The report, released on Tuesday, analyzed the cost of a basket of goods and services across 25 cities between November 2023 and March 2024. It focused on the consumption patterns of high-net-worth individuals (HNWIs), defined as those possessing at least US$1 million in investible assets.
London and Shanghai secured third and fourth place respectively, while Monaco rounded out the top five. Shanghai dropped one position from last year, while London climbed one place. The remaining cities in the top 10 include Zurich (6), New York (7), Paris (8), São Paulo (9), and Milan (10).
Notably, Singapore also holds the title of the most expensive place in the world to own a car. The city continues to attract the ultra-wealthy by maintaining its reputation for political and economic stability alongside a “pro-business environment.”
The 2022 report, now in its fifth year, ranked Singapore in fifth position behind cities like London and Taipei.
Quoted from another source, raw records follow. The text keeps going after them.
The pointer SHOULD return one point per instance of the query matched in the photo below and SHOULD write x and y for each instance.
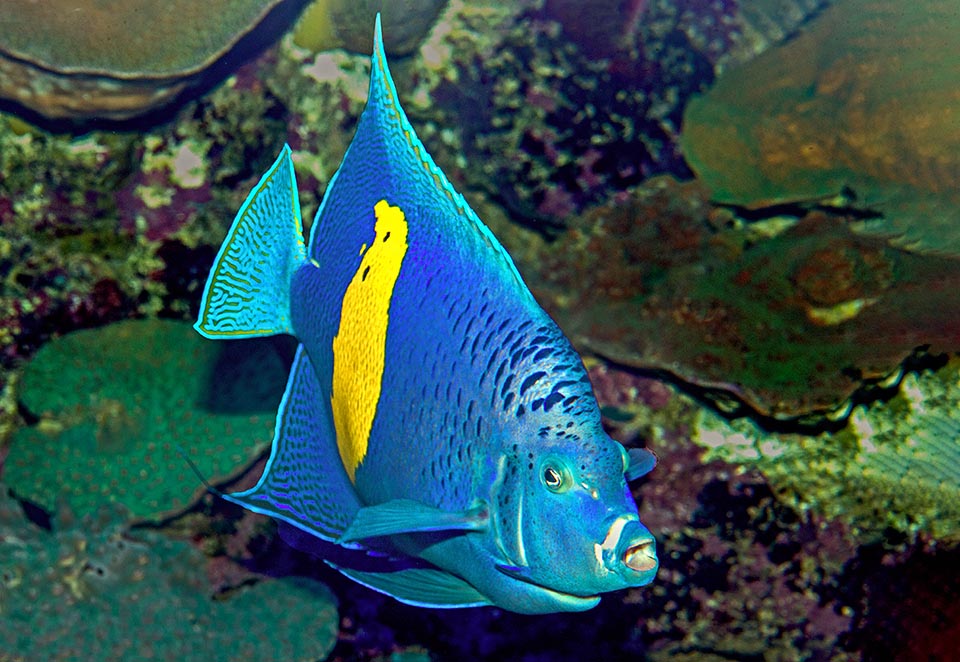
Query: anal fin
(304, 482)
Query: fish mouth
(630, 551)
(641, 557)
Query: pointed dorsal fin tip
(383, 95)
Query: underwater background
(743, 214)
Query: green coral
(114, 405)
(90, 590)
(895, 464)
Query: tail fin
(248, 291)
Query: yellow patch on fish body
(359, 347)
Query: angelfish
(438, 431)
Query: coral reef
(895, 465)
(810, 120)
(113, 405)
(789, 317)
(88, 60)
(90, 589)
(328, 24)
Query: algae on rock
(896, 464)
(114, 404)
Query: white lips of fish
(637, 557)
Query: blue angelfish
(438, 431)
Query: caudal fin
(248, 291)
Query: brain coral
(114, 404)
(87, 590)
(895, 464)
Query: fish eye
(555, 477)
(552, 478)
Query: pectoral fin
(421, 587)
(408, 516)
(642, 462)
This year, Hong Kong climbed one position to become the second-most expensive city for property prices, replacing Shanghai in the rankings. It also emerged as the most expensive place to engage a lawyer, with a surge in the prices of many other luxury items. The price of a hotel suite jumped by 22.9 per cent, and ladies’ shoes rose by 12.7 per cent. However, the price of whisky declined by 18.8 per cent.
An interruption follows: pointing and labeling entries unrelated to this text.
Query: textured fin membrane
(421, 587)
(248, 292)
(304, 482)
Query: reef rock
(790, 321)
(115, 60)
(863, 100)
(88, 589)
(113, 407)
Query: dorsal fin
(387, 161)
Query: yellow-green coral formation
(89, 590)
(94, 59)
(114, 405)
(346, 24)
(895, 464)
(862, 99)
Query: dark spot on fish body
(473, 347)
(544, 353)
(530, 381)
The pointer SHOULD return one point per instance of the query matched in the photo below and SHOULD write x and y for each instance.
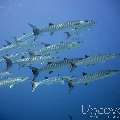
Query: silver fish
(4, 74)
(48, 81)
(90, 77)
(92, 60)
(51, 66)
(77, 24)
(55, 48)
(11, 82)
(26, 61)
(15, 45)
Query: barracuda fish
(51, 66)
(47, 81)
(16, 44)
(11, 82)
(26, 61)
(90, 77)
(77, 24)
(4, 74)
(55, 48)
(92, 60)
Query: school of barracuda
(47, 57)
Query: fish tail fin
(72, 66)
(36, 30)
(8, 62)
(35, 84)
(35, 72)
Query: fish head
(24, 78)
(74, 44)
(83, 23)
(112, 72)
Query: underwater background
(54, 102)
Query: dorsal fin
(49, 63)
(72, 66)
(35, 71)
(8, 42)
(8, 62)
(36, 31)
(46, 77)
(68, 34)
(50, 72)
(45, 44)
(86, 56)
(65, 58)
(31, 54)
(84, 73)
(70, 117)
(50, 24)
(22, 57)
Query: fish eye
(86, 21)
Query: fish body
(57, 48)
(34, 59)
(11, 82)
(15, 45)
(74, 25)
(77, 24)
(46, 82)
(51, 66)
(92, 60)
(90, 77)
(4, 74)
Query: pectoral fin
(8, 62)
(11, 86)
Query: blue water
(54, 102)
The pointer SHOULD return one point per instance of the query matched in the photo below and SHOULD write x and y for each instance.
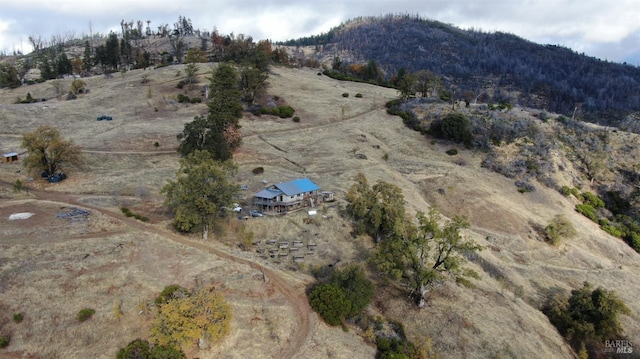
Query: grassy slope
(478, 323)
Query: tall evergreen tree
(201, 188)
(218, 133)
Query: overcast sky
(606, 29)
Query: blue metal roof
(268, 193)
(291, 188)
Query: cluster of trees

Shanghai, now ranked fourth, faced real estate market challenges last year, which Julius Baer believes affected consumer confidence. Nevertheless, it remains the most expensive city to indulge in a degustation dinner. Taipei, which held eighth place last year, fell out of the top 10. Bangkok and Jakarta also dropped in rankings, from 11th to 17th and 12th to 14th respectively. Tokyo, which placed eighth in 2022, dropped out of the top 10 to place 15th last year. Japan, in 23rd place this year, saw price fluctuations only when converted to US dollars.
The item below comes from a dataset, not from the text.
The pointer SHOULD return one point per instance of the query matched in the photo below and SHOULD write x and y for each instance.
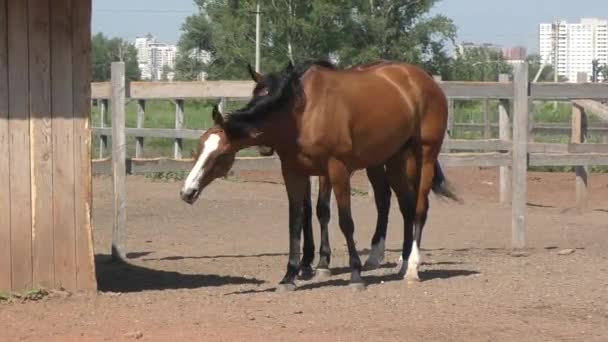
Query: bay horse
(433, 130)
(323, 121)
This year, many of the biggest jumps up and down the index were a result of currency fluctuations. “Index prices are converted to US dollars to allow for global comparison, and the strength of currencies such as the Swiss franc and, conversely, the poor performance of currencies such as the Japanese yen are clearly seen in the performance of these cities in US dollar terms,” the report explained. Many Asian cities saw their rankings fall due to weaker currencies. Tokyo was hit the hardest, slumping to 23rd from 15th, as the yen sank to its lowest point in three decades. Zurich saw the biggest improvement in ranking, climbing to sixth place from 14th due to a stronger Swiss franc.
“This year’s report shows that currencies matter a lot,” Christian Gattiker, the head of research at Julius Baer, was quoted as saying by the South China Morning Post report.
Asia ranked as the second-most expensive region, driven by its economic growth, following Europe, the Middle East, and Africa, which were consolidated as one region by the Swiss bank. Mark Matthews, head of research for Asia-Pacific at Julius Baer, told the South China Morning Post that Asia is making significant strides in its development journey, showcasing the potential of innovation and collaboration.
“The technological advancements of China and India, along with the robust economies of Southeast Asia, contribute to the region’s resilience and growth,” Matthews said. “Singapore, located in this dynamic environment, is leading the digital transformation,” he added.
The report highlighted healthcare as the top priority for HNWIs, with over 63 per cent of respondents in Asia citing health and well-being as their primary concerns. Wealthy individuals are planning to increase investments and indulge more in travel and fine dining, following the easing of pandemic-related travel restrictions. In Asia, 74% of respondents increased spending on luxury hotels this year, while 71% spent more on fine dining, according to the report. Seventy per cent of wealthy individuals achieved substantial returns on investments in the past year, with ESG (environmental, social, and governance) principles guiding their decisions, added the report.